We study fundamental issues related to equity and collaborative incentive in federated learning. Rather than assuming that one benefits from learning over as much data as possible, we consider what burdens individual populations should shoulder given their performance demands and the structure of their data as related to other collaborators. We build models for PAC learning, random sampling, and resource sharing and compare these; we consider the existence of equilibria, feasibility, and lower bounds for the gap between global optimality and optimality under incentive constraints.
I studied several datasets on the WILDS team. We looked for the existence of problematic covariate shift in real-world datasets in different domains. The initial release of the data contains 7 bechmark datasets with specified domains, metrics, and baselines. Across the project, however, many other datasets were also explored. For my contribution, I studied covariate shift through issues of fairness and geography in several algorithmic fairness-related datasets.
We showed how disentangled representations might be used for auditing. This is useful for finding proxy features and searching for potential introduction of bias in correlated features.

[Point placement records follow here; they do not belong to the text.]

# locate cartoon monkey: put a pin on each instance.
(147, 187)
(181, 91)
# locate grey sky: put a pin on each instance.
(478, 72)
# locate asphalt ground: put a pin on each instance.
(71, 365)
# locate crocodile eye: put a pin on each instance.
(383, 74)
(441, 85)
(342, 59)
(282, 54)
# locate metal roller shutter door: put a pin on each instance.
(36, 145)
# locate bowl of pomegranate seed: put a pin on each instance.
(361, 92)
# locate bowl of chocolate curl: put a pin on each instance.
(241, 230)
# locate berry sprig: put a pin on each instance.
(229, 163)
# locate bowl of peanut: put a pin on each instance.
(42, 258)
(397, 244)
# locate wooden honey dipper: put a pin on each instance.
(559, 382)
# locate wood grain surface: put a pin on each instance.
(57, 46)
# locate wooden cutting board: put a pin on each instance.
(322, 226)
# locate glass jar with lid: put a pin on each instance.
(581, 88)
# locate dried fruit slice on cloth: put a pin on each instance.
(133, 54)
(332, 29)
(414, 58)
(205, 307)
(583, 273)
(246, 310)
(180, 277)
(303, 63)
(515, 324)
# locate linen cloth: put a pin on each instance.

Our solution allowed for the explicit computation of feature influence on either individual or aggregate-level outcomes.
This project proposed a way we might explain why active learning queries are being suggested to a domain expert. We built this to help batch active learning queries in a way that let chemists design natural experiments. We also explored some auditing and fairness applications of the proposed framework.
At Haverford College, I worked on the Dark Reaction Project team. The goal of this project was to take thousands of unused, "failed" reactions and leverage them into a machine learning model. This was successful in speeding up exploration and the system helped expose human biases in the exploratory synthesis pipeline.